Archaeological parallels include Indus-style seals, etched carnelian beads, and bronze artefacts recovered from Ur, Akkad, Susa, and Tell al-'Ubaid, corroborated by finds at Lothal dock, Baluchistan harbors, and coastal ghers near Gujarat. Provenance studies conducted by laboratories at University of Pennsylvania, Max Planck Institute for the Science of Human History, and Oxford University used isotopic analyses, petrography, and stylistic comparison to link Harappan goods with Mesopotamian hoards; museum collections at the Metropolitan Museum of Art and Kunsthistorisches Museum display such cross-cultural assemblages. Textual records in Mari and the Royal Archives of Ebla describe exchange networks involving merchants, ship captains, and dock officials resembling later documentation in the archives of Tyre and Byblos.
Scholars map proposed Meluhha regions to the lower Indus River basin, the Rann of Kachchh, and the Gujarat coast, with alternative identifications reaching into Baluchistan and the Makran coast; proponents from University of Delhi, Banaras Hindu University, and Jawaharlal Nehru University emphasize correlations with Harappan port sites like Lothal and Dholavira. Competing hypotheses advanced in journals from Cambridge University Press and Oxford University Press have argued for broader maritime zones encompassing the Arabian Sea littoral and inland riverine corridors linking to Bolān Pass and Sutlej River. Cartographic reconstructions by researchers at the Smithsonian Institution and National Museum (New Delhi) integrate palaeochannel studies, satellite imagery from NASA, and sediment analyses from Geological Survey of India.

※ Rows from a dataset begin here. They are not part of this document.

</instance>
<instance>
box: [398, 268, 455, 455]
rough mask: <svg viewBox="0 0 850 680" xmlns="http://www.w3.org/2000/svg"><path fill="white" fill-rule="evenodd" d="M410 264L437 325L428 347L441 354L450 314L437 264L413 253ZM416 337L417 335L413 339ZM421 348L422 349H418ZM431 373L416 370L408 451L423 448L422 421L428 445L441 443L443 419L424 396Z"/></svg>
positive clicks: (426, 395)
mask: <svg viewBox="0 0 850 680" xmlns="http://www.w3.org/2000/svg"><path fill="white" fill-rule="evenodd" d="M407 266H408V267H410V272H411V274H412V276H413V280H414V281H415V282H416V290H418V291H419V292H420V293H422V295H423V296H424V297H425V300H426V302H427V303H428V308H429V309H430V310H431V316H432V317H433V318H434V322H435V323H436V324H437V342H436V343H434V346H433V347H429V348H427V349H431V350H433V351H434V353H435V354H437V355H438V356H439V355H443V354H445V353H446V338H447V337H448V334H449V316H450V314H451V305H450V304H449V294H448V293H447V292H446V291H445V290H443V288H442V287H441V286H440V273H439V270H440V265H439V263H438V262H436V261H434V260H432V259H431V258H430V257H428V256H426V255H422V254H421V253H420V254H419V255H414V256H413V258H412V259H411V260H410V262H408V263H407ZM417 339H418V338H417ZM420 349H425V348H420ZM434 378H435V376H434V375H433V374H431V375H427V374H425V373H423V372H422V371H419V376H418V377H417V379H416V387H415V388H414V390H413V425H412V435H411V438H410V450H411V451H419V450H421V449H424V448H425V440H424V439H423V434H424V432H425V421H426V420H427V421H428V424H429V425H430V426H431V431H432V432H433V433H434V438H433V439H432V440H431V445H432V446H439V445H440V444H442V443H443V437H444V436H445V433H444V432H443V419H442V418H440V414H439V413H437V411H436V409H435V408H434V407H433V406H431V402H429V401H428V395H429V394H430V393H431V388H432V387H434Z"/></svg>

Meluhha-associated polities contributed commodities such as carnelian, gold, pearls, timber, and cotton textiles, and produced distinctive Indus seals, beads, and standardized weights used in trade with entities like Sumer, Elam, and Akkad. Urban planning evidenced at Mohenjo-daro, craft specialization at Harappa, and water management at Dholavira indicate institutional coordination comparable in administrative function to archives in Uruk and monumental projects of Naram-Sin and Sargon of Akkad. Artistic motifs shared between Harappan steatite seals and Mesopotamian cylinder impressions appear in museum catalogues at Victoria and Albert Museum, Pitt Rivers Museum, and National Museum of Pakistan.
Linguists from SOAS University of London, Leiden University, and University of Chicago debate whether Meluhha speakers spoke a language related to Dravidian languages, an early form of Munda languages, or a substrate reflected in loanwords preserved in Akkadian lexical lists and technical vocabularies of Old Babylonian scribes. Toponymic comparisons link names found in Mesopotamian lists to placenames in Sindh, Gujarat, and Balochistan, while epigraphists working with Indus script corpora at Harappa Archaeological Research Project and R.S. Bisht analyses seek correlations with lexemes attested in Vedic and Avestan traditions. Ongoing interdisciplinary studies at institutions such as Tata Institute of Fundamental Research and Institute of Archaeology (Oxford) aim to refine correspondences between material culture, inscriptions, and ancient linguistic records.